If you are a lion, you don't just have to run faster than a gazelle; you have to make sure that the metabolic energy you obtain from eating the gazelle is higher than the energy you used for the chase. If not, you die. It is the harsh law of the EROI.
The concept of Energy Return on Energy Invested (EROI or EROEI) has been around for a long time. It was introduced in its modern form in the 1980s by Charles Hall, but it is steeped in the thermodynamics of non-equilibrium systems. It can be easily understood if you see it as the equivalent of ROI (return on investment). ROI (EROI) is given by the money (energy) returned from a certain investment (energy infrastructure) divided by the monetary (energy) investment. You need a value larger than one in order for your investment to make sense or, if you are a lion, to survive. Large values of this parameter make life easy for investors, energy producers, and lions (although not for gazelles). (*)
How fast things change! New studies, including one by Murphy et al., revealed that the EROI of oil may never have been so high. You need to take into account that oil in itself is useless: it needs to be transported, refined, and burned inside inefficient engines to provide energy for society. So, it is correct to calculate the EROI of oil at the "point of use" rather than at the "well mouth." Once that's done, it turns out that oil's EROI may well be (and have been) lower than 10. At the same time, technological progress and scale factors led to an improvement in the EROI of renewables (wind and photovoltaics) well over 10.
Now, the paradigm is reversed. Renewables are truly renewable, while oil never was. That gives us a chance to revisit the dominant paradigm of how to face the energy crisis. The new paradigm is that we can rebuild a society that works on renewable power. It won't be the same as the one created by oil, and we may have to accept a considerable economic contraction in the process to get there. But it gives us a fighting chance to create a resilient and prosperous society.
Of course, not everyone agrees on these concepts and there is a lively discussion in which several people are defending the old paradigm. One argument in the discussion says that if you use oil energy to refine oil, that energy should not be counted in the denominator of the EROI ratio. And, therefore, that the EROI of fossil fuels is much larger than what the recent calculations indicate. This is silly: energy is energy, it doesn't matter where it comes from. Nafeez Ahmed discusses this point in detail in his blog, "The Age of Transformation" saying, among other things, that:
.... petroleum geologist Art Berman published a post also claiming that Murphy et. al’s paper is fundamentally incorrect. He concluded that if Murphy and his co-authors were right, then decades of EROI research showing extremely high values for fossil fuels would be wrong. He repeats the same argument as Hagens, and then uses it to offer a new calculation:
Nearly 9% of the total post-extraction costs for oil are for refining. Yet most of the energy for refining comes from the crude oil and refined products used in the refinery. It is, in effect, co-generated. That doesn’t negate the energy investment needed to operate the refinery but it is not a cost to society as indicated in the table… I divided their 8.9% for refining investment by 3 to account for the co-generation described above (it is probably much lower). The resulting oil EROI is 18. That completely removes the good news from Ahmed’s and Bardi’s proclamations of ‘mission accomplished’ and restores oil EROI to the consensus range for the last two decades.

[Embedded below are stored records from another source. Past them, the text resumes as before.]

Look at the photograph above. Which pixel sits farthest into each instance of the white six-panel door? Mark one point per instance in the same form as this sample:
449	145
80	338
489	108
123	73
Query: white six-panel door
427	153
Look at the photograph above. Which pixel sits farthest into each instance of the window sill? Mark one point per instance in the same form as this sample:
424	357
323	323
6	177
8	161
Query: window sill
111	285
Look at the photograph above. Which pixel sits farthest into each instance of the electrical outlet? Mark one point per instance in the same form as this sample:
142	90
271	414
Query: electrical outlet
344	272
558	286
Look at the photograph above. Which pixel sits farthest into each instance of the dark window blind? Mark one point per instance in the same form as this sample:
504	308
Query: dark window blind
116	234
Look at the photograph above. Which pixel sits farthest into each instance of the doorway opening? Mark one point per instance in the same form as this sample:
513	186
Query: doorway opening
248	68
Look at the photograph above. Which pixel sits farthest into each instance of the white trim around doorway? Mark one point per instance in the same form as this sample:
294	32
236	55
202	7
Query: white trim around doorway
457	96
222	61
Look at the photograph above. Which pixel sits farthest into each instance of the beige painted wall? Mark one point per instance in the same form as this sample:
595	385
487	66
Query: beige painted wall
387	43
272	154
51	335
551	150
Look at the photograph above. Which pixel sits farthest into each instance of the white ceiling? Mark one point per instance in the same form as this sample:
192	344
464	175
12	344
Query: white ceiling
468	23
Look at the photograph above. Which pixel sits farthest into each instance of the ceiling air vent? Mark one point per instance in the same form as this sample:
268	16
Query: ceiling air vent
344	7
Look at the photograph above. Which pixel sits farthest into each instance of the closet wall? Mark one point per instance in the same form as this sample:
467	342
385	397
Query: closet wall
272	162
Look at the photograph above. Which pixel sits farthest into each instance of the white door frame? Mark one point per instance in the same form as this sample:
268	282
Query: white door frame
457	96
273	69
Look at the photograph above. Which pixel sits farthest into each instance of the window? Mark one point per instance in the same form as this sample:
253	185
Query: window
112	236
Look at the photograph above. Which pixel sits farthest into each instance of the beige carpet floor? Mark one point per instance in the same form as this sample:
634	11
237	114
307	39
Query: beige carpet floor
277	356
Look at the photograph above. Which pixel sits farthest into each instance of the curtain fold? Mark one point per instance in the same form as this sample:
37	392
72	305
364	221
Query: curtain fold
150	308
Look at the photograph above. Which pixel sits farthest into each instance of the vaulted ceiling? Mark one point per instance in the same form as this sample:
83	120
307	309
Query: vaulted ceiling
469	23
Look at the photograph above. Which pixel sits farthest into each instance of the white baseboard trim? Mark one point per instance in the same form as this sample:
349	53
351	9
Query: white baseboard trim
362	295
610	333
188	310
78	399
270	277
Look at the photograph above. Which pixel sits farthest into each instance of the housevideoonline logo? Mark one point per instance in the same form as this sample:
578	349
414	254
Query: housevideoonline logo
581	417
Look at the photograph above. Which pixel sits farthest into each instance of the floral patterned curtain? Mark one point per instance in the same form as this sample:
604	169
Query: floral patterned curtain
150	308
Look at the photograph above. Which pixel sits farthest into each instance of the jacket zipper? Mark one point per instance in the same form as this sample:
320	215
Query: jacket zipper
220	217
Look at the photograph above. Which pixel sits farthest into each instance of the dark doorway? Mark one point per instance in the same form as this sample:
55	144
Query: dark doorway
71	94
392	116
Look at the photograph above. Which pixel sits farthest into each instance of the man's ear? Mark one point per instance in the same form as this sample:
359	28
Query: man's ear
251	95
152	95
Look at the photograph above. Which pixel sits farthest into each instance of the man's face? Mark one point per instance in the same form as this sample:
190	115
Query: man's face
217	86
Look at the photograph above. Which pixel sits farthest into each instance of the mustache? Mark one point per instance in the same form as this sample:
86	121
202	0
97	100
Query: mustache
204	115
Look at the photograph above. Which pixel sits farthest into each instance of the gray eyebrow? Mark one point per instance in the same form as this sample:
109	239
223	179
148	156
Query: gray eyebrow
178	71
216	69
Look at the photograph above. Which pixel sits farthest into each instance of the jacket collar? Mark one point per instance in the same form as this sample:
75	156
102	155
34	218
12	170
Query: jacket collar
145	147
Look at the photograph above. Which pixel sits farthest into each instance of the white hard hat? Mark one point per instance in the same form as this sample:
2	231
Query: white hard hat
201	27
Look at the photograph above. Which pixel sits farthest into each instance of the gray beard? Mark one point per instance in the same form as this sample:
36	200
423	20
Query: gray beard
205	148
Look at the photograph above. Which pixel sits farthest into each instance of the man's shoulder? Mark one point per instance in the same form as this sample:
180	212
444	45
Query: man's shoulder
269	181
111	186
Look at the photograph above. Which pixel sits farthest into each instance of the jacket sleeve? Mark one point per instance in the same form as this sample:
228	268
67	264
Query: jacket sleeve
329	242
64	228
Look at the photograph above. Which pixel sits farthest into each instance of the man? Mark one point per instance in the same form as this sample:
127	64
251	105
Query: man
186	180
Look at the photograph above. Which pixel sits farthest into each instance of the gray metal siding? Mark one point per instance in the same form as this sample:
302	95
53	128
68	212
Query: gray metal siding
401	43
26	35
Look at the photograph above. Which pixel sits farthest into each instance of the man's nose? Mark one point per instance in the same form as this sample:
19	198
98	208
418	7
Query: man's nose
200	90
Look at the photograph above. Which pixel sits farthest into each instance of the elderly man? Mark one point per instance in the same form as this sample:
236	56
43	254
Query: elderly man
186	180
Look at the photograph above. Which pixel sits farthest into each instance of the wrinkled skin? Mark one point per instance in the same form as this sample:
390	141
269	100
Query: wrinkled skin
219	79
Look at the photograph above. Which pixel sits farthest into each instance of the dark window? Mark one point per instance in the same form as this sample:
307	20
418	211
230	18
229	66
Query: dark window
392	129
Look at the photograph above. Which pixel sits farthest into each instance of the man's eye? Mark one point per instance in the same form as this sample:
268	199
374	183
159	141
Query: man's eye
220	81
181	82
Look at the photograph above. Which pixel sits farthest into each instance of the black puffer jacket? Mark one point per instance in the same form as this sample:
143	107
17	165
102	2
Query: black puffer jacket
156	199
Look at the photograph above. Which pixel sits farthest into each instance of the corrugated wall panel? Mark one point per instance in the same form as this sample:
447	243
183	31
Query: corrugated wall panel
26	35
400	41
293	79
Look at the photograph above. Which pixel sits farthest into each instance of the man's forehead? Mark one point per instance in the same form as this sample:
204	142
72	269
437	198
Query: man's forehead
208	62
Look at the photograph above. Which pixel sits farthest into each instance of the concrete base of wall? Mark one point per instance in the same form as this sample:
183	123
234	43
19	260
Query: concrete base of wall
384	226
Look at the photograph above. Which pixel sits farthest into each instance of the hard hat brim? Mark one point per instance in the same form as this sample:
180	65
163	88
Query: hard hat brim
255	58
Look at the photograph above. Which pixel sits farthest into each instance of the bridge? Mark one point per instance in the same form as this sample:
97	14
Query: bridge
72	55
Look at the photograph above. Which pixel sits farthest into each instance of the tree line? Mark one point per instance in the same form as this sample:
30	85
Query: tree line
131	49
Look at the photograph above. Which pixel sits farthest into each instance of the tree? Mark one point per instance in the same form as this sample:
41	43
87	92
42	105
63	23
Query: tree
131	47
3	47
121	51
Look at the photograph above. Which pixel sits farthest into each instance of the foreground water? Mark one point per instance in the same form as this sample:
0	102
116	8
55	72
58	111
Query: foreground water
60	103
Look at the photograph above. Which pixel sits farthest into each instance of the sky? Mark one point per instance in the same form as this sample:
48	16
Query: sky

The key error in this argument is where Berman says: “That doesn’t negate the energy investment needed to operate the refinery but it is not a cost to society as indicated in the table.”
But that is incorrect. The term ‘cost to society’ pertains precisely to energy invested which is not available for use by society. While the energy used to refine the crude oil is co-generated, it is still an input into the refinement process before the oil becomes available for actual work in society at the ‘final energy’ stage. In other words, the energy is being used to refine the oil and is therefore not available for society in any case.
What Berman and Hagens are effectively trying to do is classify the energy used to refine oil as an ‘energy output’ that represents useful work for society outside of the energy system. But this classification doesn’t make sense when we consider that it represents work that is specifically related to making the energy usable for society in the first place - because the oil must be refined and processed before it can actually be converted into usable energy for society.
Berman further questions that if EROI for fossil fuels was much lower, how could it have been so profitable?
As earth system scientist Ugo Bardi has pointed out, the profitability of an industry depends on numerous factors outside the energy system related to credit, markets, economic policy, investment, currency values and beyond. But in addition to that, the bottom line is that Murphy et. al’s research suggests that if oil has been profitable with EROI much lower than previously believed, then previous assumptions about economic prosperity requiring much higher EROI levels are questionable.
Because of the huge efficiency losses of converting energy from oil into useable forms (between 50 and 70% of energy is lost converting primary energy to final energy), as renewables avoid those losses they can produce about 50% less energy to meet demand. This means that the presumed minimum EROI to sustain a viable civilisation derived from fossil fuels could be much lower in a more efficient system.
As Marco Raugei points out, the shift to renewables and electrification “may open the door to achieving the required services with much lower demand for primary energy, which in turn entails that a significantly lower EROI than previously assumed may suffice”.